I've taken the plunge into Rhinestone, I cut a template but smoothing the stones over the template was a nightmare with stones getting pushed out out of holes. For a 4mm stone, is it better to cut the template with holes a couple of mm's larger, I've used the Drawstone macro for Corel.


----------



## Knehmer (May 6, 2007)

I find you need to increase the hole size


----------



## katruax (Sep 30, 2010)

Yes every machine is just a bit different and depending on the stone being used that too can affect the hole size required..

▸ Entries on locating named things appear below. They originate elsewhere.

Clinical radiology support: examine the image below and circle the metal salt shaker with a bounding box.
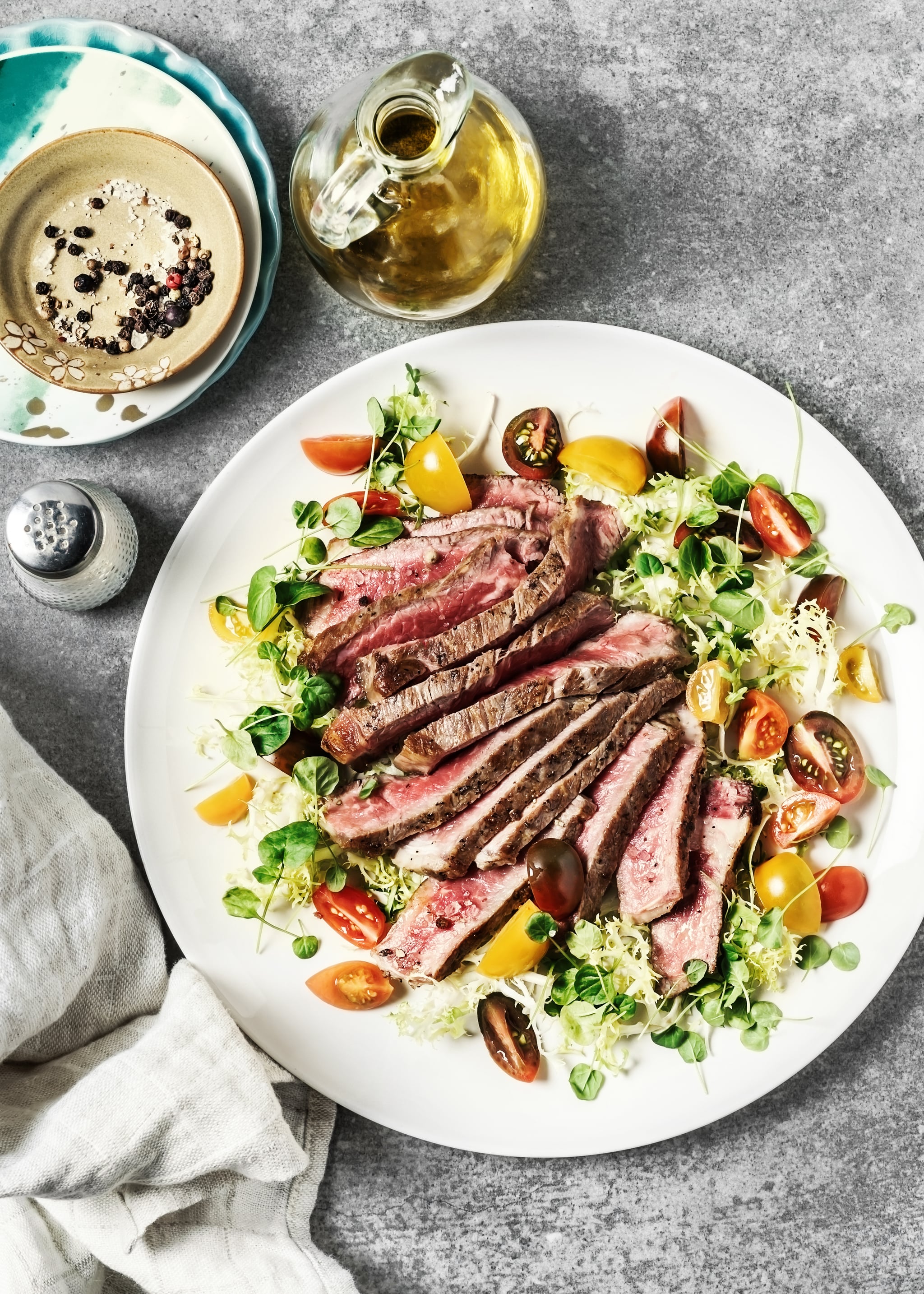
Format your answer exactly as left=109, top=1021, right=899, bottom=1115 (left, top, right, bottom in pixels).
left=6, top=480, right=139, bottom=611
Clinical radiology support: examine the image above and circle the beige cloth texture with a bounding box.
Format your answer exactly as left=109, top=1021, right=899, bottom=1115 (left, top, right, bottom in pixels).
left=0, top=709, right=356, bottom=1294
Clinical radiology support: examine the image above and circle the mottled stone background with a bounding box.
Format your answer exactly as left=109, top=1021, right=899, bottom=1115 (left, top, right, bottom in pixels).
left=0, top=0, right=924, bottom=1294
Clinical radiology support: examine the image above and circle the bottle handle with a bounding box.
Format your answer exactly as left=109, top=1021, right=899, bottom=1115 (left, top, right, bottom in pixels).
left=310, top=148, right=397, bottom=248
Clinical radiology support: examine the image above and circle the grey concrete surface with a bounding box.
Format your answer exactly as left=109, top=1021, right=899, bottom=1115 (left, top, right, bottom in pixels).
left=0, top=0, right=924, bottom=1294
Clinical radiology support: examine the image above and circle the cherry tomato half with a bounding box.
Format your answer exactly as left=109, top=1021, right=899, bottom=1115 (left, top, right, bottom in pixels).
left=767, top=791, right=841, bottom=853
left=738, top=688, right=790, bottom=760
left=477, top=993, right=540, bottom=1083
left=323, top=489, right=401, bottom=516
left=305, top=961, right=393, bottom=1011
left=313, top=885, right=387, bottom=949
left=527, top=836, right=584, bottom=920
left=748, top=485, right=811, bottom=558
left=501, top=406, right=562, bottom=482
left=301, top=436, right=378, bottom=476
left=644, top=396, right=687, bottom=480
left=785, top=710, right=866, bottom=805
left=818, top=867, right=870, bottom=921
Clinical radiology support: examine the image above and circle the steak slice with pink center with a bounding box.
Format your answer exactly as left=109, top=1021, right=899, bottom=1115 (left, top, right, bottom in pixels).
left=325, top=697, right=593, bottom=854
left=373, top=863, right=529, bottom=983
left=651, top=778, right=754, bottom=997
left=356, top=498, right=626, bottom=700
left=321, top=593, right=612, bottom=773
left=393, top=611, right=690, bottom=773
left=616, top=704, right=705, bottom=924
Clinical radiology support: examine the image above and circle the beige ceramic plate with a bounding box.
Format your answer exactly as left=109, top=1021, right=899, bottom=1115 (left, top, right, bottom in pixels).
left=0, top=130, right=243, bottom=394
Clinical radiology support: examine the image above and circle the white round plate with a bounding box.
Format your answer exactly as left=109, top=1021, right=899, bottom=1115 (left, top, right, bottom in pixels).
left=0, top=46, right=263, bottom=445
left=125, top=322, right=924, bottom=1157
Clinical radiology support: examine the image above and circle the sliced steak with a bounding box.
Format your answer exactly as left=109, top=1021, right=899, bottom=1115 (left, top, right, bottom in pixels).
left=395, top=692, right=633, bottom=876
left=356, top=498, right=626, bottom=696
left=373, top=863, right=529, bottom=983
left=393, top=611, right=690, bottom=773
left=651, top=778, right=753, bottom=997
left=325, top=697, right=593, bottom=854
left=299, top=529, right=546, bottom=695
left=575, top=724, right=681, bottom=921
left=321, top=593, right=612, bottom=773
left=475, top=676, right=683, bottom=867
left=616, top=703, right=705, bottom=924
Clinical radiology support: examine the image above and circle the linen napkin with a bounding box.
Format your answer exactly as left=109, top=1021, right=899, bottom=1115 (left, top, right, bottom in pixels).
left=0, top=709, right=356, bottom=1294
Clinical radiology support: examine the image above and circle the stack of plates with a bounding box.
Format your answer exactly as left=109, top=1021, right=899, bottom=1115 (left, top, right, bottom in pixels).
left=0, top=19, right=281, bottom=445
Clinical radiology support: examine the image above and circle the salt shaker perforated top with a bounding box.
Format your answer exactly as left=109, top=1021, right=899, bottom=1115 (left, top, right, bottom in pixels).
left=6, top=480, right=139, bottom=611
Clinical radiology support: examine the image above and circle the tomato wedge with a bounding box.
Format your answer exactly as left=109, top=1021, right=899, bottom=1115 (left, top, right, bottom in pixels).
left=738, top=688, right=790, bottom=760
left=323, top=489, right=401, bottom=516
left=766, top=791, right=841, bottom=853
left=301, top=436, right=378, bottom=476
left=313, top=885, right=387, bottom=949
left=748, top=485, right=811, bottom=558
left=785, top=710, right=866, bottom=805
left=305, top=961, right=393, bottom=1011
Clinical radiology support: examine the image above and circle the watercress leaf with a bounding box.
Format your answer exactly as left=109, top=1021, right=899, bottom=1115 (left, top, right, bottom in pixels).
left=568, top=1064, right=603, bottom=1101
left=796, top=934, right=831, bottom=970
left=677, top=1031, right=705, bottom=1065
left=292, top=754, right=340, bottom=800
left=712, top=462, right=751, bottom=503
left=247, top=567, right=276, bottom=634
left=677, top=534, right=712, bottom=580
left=785, top=494, right=822, bottom=534
left=882, top=602, right=915, bottom=634
left=526, top=912, right=558, bottom=943
left=709, top=591, right=763, bottom=631
left=351, top=516, right=404, bottom=549
left=221, top=885, right=260, bottom=920
left=686, top=503, right=718, bottom=530
left=651, top=1025, right=690, bottom=1051
left=831, top=943, right=859, bottom=970
left=632, top=552, right=664, bottom=580
left=328, top=492, right=362, bottom=540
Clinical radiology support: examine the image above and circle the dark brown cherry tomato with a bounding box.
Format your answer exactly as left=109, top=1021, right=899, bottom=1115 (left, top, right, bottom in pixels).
left=501, top=406, right=562, bottom=482
left=674, top=512, right=763, bottom=561
left=748, top=485, right=811, bottom=558
left=738, top=688, right=790, bottom=760
left=796, top=575, right=846, bottom=620
left=301, top=436, right=378, bottom=476
left=313, top=885, right=387, bottom=949
left=477, top=993, right=540, bottom=1083
left=818, top=867, right=870, bottom=921
left=527, top=837, right=584, bottom=920
left=305, top=961, right=395, bottom=1011
left=785, top=710, right=866, bottom=805
left=644, top=396, right=687, bottom=480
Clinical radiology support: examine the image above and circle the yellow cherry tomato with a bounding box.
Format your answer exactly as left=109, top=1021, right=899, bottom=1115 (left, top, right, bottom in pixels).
left=195, top=773, right=255, bottom=827
left=558, top=436, right=648, bottom=494
left=754, top=854, right=822, bottom=934
left=404, top=431, right=471, bottom=512
left=687, top=660, right=731, bottom=725
left=477, top=900, right=549, bottom=979
left=837, top=643, right=882, bottom=701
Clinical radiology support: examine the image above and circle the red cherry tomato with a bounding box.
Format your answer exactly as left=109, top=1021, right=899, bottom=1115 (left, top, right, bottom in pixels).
left=767, top=791, right=841, bottom=853
left=818, top=867, right=870, bottom=921
left=323, top=489, right=401, bottom=516
left=738, top=688, right=790, bottom=760
left=305, top=961, right=393, bottom=1011
left=301, top=436, right=378, bottom=476
left=785, top=710, right=866, bottom=805
left=313, top=885, right=387, bottom=949
left=748, top=485, right=811, bottom=558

On one cutter I cut my holes 3mm... On the other cutter I use 3.3mm.... So the thing to do is create a grid of circles... If using 4mm... I would start at 4mm, 4.1mm, 4.2mm, 4.3mm, 4.4mm and 4.5mm... My guess is one of those sizes is going to be the sweet spot for your cutter and your stones.

I like my holes just a whisker big... Making them too small and you'll have trouble... Making them too big though... And it doesn't look so good either... It's just like Goldilocks... You have to get it just right... But when you do... PRESTO... It works!

Kevin


----------



## mfatty500 (Jan 18, 2010)

The machine should not make a difference in what size the hole is, it's the supplier of the stone, I would think.


----------



## Susan Scott (Mar 23, 2011)

Hi 
I cut my template 3 sizes larger and the stones will fall in with no problem. I have been stoneing for awhile. 

Susan


----------